Fortunately, most folks headed out of the city were extremely considerate and as soon as I stuck my thumb out someone slowed down. Unfortunately they were being considerate enough to let this poor tourist know that he was headed in the wrong direction, and they gestured vigorously to the other side of the road where I SHOULD have been hitchhiking to go back into town. Headed in my direction there was little to no human habitation for at least a hundred miles, and after that there wasn’t much of anything for tourists to do. So I smiled big and waved as driver after driver passed me, trying to let me know that I should be on the other side of the road.
I wasn’t far out of town when I spotted my first Long-tailed Meadowlark. A truly spectacular bird that I’ve wanted to see ever since I saw a print of this picture hanging on the wall of the Cornell Lab in NY. I was pretty stoked.

After about 7 miles of walking a van finally hit the brakes and my heart skipped a beat.
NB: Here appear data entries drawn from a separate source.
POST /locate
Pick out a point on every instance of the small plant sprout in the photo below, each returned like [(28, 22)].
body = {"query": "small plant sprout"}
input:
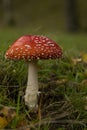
[(31, 48)]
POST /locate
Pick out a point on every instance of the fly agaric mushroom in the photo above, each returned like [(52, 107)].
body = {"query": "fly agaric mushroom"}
[(31, 48)]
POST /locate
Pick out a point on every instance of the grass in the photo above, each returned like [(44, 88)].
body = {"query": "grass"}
[(62, 84)]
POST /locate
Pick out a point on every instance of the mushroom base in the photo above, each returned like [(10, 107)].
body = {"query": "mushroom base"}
[(31, 94)]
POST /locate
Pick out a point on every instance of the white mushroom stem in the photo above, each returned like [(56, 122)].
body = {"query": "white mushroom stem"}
[(31, 93)]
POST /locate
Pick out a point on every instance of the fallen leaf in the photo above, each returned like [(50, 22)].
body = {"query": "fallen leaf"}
[(6, 116)]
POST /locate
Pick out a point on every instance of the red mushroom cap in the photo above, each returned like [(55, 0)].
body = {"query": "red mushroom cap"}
[(30, 47)]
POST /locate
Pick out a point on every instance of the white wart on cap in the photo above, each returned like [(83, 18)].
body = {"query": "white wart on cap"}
[(30, 47)]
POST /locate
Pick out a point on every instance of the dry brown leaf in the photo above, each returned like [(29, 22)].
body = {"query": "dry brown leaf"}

I hopped in and had a nice chat about birds with Claudio, who I think was running a shuttle from Bahia Blanca to a tiny settlement called Choique (the local word for Rhea). He, like most folks I’ve encountered in Argentina so far, was amused and kind of excited that I was here to look for birds. He dropped me off after about 15 miles, roughly where the eBird sightings were for the Pampas Meadowlark. I started walking again.

Now the sun was considerably brighter, and I flipped my hood up over my hat to shade my neck. More Long-tailed Meadowlarks with white underwings. Great Pampas-Finches. More sun. Two Swainson’s Hawks circled overhead. A dead armadillo. Burrowing owls. A Tinamou flushed from the roadside. More Long-tailed Meadowlarks. The last sip of water. Okay, I stuck my thumb out in “the right direction” but kept walking in the direction I wanted to go, tempting fate.
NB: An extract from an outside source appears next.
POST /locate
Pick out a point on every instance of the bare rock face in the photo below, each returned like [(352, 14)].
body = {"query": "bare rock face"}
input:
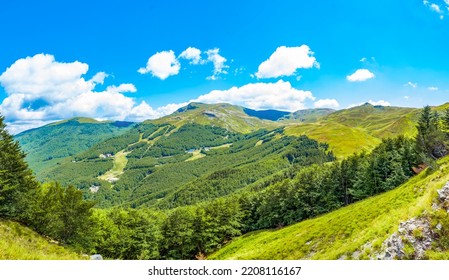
[(416, 232), (443, 197)]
And then after 5 more miles of walking, I saw it. Holy Cow. Some of the worst pictures I’ve gotten of a bird, but definitely diagnostic! What a huge load off my shoulders! Talk about the fallacy of sunk costs, all that walking I’d done DEFINITELY caused me to see the bird.


I started walking in the right direction AND thumbing in the right direction. It only took about 30 minutes for someone to stop this time. A couple of ranchers headed into Bahia Blanca to check on the calves they had sent to market. They were pretty stoked to learn there was a bird that could pretty much ONLY be found in their hometown, and duly unimpressed when I showed them the photo. Nonetheless, they thought it was pretty neat that I’d made my way 30 miles out of the city with the sole goal of seeing this bird. They dropped me off in Bahia Blanca at 2pm and I had my first food of the day, a ham and cheese sandwich with a Quilmes beer.
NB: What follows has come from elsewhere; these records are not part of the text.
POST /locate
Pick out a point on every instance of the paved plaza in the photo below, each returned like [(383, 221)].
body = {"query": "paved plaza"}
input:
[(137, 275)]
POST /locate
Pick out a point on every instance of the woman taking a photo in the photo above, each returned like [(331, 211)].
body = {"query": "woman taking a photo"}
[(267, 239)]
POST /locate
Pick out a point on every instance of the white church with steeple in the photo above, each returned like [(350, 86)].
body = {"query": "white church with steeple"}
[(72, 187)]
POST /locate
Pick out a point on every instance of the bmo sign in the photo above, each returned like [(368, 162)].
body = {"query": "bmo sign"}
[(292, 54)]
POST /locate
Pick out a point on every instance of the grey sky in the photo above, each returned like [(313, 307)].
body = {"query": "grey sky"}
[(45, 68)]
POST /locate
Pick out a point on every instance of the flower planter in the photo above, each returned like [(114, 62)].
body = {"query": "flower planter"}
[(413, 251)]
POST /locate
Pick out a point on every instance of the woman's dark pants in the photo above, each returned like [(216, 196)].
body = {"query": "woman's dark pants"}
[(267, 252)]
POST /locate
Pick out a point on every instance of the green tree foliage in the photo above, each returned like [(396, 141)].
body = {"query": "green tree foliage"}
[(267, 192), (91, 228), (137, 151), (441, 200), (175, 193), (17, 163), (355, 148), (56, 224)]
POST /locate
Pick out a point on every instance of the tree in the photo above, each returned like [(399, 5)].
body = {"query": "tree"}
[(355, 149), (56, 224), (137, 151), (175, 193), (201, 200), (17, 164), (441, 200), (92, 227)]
That night I hopped on the 14-hr bus to Bariloche, leaned the chair back and fell asleep. I woke up at about 10am the next morning to find that the bus was completely out of oil somehow, and had stopped in the middle of the desert! Fair enough. Eventually the company mechanic made it out and we were on our way again. I got into Bariloche at around 6pm. It was chilly, and the lake and mountains were a beautiful sight; I couldn’t wait to get started with Andean birding. Thanks for reading!